6 Thoughts on this Post

  1. There are lots of alternatives to MS Word for Mac.

    I use Pages ’09 in iWork. I’ve used neo-Office (free and there are variants of the Open Office software), and have test driven Mellel. I’ve not worked with the latter much, but it’s supposed to be intended for academics.

    So far, of the Mac alternatives to Word, I’ve found Pages most useful. I read student papers on-screen, mark them up with comments and send them back as PDFs (which are easy to create in pages). Moving between Word and Pages 09 is easy.

    My main criticism of Pages is that the footnote function cannot be automated – I can’t make a keystroke combination to create a fn. Otherwise it’s fine. I lecture from the notes on-screen and there is a function that shows only the text and blocks everything else. It’s great for composition as well as lecturing.

    R. Scott Clark
    Westminster Seminary California

  2. There is a chance you wrote this post by reading my mind; the Word crashes, losing things many hours and many seeming autosaves back, is maddening.

    Glad to hear Pages has much of the same functionality. To take the questions to the next level, are the other options interwoven with EndNote, Zotero, and the like as much as Word can be?

  3. If you are looking for an alternative to Microsoft Office, I would HIGHLY recommend checking out OpenOffice at OpenOffice.org.

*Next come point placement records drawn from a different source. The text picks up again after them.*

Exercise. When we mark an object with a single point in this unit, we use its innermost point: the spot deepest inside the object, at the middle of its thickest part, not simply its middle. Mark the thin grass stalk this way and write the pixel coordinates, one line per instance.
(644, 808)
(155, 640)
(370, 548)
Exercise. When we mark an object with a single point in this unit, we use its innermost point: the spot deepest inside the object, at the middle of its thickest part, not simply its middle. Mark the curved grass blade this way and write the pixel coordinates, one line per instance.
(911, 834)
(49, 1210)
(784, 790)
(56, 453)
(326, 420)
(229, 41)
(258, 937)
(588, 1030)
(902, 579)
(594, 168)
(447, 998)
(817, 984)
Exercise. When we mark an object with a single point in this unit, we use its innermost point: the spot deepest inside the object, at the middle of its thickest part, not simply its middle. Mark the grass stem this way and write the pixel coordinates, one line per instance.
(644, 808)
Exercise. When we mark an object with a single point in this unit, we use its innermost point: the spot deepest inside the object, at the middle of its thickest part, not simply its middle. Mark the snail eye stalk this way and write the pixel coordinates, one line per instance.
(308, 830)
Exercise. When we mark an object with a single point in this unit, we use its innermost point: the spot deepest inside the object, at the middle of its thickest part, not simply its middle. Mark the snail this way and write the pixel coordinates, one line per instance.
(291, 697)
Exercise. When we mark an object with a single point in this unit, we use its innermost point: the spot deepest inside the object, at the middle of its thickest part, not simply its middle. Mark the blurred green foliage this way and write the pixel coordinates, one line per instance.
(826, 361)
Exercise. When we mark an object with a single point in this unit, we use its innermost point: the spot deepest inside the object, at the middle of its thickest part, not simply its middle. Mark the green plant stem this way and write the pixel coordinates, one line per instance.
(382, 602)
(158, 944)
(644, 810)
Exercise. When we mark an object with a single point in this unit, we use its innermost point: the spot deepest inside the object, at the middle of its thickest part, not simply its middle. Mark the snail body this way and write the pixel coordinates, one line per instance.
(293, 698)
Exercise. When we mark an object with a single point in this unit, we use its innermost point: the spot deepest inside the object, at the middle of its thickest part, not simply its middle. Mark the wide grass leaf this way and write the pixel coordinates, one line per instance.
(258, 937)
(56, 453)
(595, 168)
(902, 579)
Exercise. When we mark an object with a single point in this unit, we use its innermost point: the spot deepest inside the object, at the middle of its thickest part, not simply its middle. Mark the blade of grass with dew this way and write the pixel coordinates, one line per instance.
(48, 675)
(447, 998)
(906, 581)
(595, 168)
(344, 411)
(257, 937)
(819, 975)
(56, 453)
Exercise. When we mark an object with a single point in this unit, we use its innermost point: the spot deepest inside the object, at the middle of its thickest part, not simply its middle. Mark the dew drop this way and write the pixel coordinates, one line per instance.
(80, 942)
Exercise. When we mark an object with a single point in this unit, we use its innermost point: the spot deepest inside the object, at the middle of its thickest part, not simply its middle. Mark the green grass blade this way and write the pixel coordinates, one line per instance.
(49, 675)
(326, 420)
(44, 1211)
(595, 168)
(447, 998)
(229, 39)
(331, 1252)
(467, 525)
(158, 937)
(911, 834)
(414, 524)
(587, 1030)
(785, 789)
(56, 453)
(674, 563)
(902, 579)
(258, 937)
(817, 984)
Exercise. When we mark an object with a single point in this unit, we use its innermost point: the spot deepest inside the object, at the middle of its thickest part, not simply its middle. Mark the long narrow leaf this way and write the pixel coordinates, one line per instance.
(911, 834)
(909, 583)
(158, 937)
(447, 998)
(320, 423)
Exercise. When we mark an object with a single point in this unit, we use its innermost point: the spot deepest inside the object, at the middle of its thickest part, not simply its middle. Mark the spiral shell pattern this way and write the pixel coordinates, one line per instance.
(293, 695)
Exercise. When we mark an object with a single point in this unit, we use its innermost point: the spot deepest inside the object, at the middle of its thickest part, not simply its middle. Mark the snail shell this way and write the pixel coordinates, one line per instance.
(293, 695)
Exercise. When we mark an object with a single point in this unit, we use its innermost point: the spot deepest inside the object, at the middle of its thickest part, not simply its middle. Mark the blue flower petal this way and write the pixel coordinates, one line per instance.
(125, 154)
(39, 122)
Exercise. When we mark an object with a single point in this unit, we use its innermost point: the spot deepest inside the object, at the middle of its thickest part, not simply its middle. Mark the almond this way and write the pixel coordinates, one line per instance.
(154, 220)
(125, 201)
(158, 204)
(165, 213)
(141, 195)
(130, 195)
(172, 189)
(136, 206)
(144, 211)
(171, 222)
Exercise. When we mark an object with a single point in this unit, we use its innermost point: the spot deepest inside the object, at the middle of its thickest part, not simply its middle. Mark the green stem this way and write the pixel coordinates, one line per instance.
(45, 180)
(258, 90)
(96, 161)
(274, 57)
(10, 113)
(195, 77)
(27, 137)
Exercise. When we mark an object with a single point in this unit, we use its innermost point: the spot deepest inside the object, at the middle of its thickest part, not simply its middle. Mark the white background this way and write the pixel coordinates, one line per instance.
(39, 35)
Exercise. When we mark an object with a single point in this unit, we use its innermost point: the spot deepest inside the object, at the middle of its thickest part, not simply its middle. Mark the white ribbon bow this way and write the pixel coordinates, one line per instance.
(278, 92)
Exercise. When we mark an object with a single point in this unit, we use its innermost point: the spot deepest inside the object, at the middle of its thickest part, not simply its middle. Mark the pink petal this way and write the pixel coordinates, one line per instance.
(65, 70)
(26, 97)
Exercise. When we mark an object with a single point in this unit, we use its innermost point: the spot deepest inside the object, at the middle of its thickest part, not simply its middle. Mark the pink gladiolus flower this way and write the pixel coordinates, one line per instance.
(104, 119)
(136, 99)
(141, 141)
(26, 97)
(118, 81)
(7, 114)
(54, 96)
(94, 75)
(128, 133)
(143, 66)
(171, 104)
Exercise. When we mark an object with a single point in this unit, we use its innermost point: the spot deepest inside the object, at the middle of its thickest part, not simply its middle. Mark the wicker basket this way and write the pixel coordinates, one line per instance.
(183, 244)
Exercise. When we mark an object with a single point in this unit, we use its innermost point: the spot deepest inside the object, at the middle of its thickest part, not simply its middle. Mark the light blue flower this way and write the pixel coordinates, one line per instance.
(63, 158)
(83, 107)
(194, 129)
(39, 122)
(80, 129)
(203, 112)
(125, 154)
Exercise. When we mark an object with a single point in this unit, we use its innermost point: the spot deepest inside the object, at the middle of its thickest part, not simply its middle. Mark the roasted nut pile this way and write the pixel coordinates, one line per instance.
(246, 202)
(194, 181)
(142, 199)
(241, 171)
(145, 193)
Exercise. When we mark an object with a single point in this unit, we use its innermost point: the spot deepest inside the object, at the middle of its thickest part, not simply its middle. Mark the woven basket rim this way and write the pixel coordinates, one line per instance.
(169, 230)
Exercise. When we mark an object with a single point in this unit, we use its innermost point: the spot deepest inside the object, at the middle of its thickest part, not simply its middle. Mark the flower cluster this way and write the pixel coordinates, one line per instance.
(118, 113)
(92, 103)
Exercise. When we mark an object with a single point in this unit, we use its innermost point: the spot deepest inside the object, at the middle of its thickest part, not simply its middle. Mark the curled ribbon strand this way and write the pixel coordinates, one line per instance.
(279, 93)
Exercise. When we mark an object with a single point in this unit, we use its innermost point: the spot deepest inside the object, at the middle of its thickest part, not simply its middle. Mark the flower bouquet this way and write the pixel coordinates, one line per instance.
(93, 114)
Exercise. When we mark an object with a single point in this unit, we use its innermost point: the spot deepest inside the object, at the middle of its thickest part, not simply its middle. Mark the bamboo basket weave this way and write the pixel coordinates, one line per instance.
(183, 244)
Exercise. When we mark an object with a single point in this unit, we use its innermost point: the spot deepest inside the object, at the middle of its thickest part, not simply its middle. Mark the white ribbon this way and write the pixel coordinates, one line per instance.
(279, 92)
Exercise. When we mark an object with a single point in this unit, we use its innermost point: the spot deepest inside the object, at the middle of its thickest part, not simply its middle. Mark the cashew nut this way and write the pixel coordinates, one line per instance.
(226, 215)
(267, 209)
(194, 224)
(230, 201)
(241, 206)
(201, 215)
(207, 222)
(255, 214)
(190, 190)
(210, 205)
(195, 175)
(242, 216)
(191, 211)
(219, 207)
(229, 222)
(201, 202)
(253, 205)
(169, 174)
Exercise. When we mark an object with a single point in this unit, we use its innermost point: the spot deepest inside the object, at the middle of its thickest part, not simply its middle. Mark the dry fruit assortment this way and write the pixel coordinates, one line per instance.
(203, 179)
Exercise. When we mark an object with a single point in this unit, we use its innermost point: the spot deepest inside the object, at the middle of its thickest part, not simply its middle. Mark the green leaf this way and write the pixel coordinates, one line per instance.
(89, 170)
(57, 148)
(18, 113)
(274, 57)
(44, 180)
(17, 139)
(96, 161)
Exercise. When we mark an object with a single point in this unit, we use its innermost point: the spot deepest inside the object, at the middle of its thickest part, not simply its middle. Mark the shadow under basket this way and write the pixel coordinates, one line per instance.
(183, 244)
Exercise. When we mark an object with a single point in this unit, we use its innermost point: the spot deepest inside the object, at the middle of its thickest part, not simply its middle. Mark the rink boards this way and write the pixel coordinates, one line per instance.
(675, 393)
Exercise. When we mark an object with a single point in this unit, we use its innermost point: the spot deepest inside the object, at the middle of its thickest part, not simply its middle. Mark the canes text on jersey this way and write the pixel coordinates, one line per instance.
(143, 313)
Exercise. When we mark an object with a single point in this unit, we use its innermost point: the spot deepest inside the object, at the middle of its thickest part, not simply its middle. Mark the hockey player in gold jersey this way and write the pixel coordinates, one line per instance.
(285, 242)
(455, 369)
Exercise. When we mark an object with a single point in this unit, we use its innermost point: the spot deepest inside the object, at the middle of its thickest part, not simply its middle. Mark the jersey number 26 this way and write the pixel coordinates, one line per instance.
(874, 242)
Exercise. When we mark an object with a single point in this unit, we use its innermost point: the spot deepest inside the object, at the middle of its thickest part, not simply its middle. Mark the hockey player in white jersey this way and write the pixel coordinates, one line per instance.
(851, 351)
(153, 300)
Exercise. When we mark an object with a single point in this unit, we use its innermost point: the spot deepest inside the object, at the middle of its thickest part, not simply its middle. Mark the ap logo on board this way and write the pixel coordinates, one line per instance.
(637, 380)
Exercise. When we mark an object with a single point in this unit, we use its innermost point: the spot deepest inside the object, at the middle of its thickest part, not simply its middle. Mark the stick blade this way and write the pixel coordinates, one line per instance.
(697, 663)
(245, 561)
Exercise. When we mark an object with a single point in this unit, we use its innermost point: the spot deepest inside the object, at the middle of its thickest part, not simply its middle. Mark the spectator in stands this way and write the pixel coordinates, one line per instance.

    It runs almost exactly like Microsoft Word, but comes without all the bloat. It also can open a myriad of file types — including all of your old Word files.

    You’ll never look back.

  4. Thanks for all the comments!

    Scrivener has a lot of online fans (including Eric Rauchway of UC Davis and Edge of the American West), for whom it’s a critical part of their workflow (and Scrivener users seem to be the sort of people who use the word “workflow.”) On the strength of such recommendations, I downloaded Scrivener and gave it a spin about a year ago. It’s a simple and elegant piece of software and I understand its attractions. But for the moment, I prefer not to.

    While we’re on the topic of not-quite-wordprocessors for the Mac, it’s probably also worth mentioning a couple others that come up: WriteRoom is designed to provide a distraction-free writing environment; Bean is apparently a very competent, barebones, and FREE (as in free beer) word processor. Neither WriteRoom nor Bean are full-scale word processors; neither does footnotes, for example.

    Finally, a note on why I didn’t mention OpenOffice. OO has always had a slightly odd relationship to the Mac platform. Until last fall, the official Mac version ran awkwardly off X11, though now it’s finally native on Intel Macs. As a result, NeoOffice, a fork of the OpenOffice project, was usually the recommended implementation. NeoOffice, however, was always a full version behind OpenOffice.

    More importantly, the chief benefit of the entire OO project was that it was a full-service, compatible, and FREE (as in both free beer and free speech) product. Stability was never its long suit, as far as I can tell. And since I get MS Office for free (as in beer), I’m only interested in a word processor at this point, and stability is my #1 issue, I haven’t been much tempted to jump into this particular pool.

  5. If you care about compatibility, I’d strongly discourage any of the Mac-only options. OOo 3 is quite and stable on the Mac these days. I use it regularly, and it’s never crashed on me.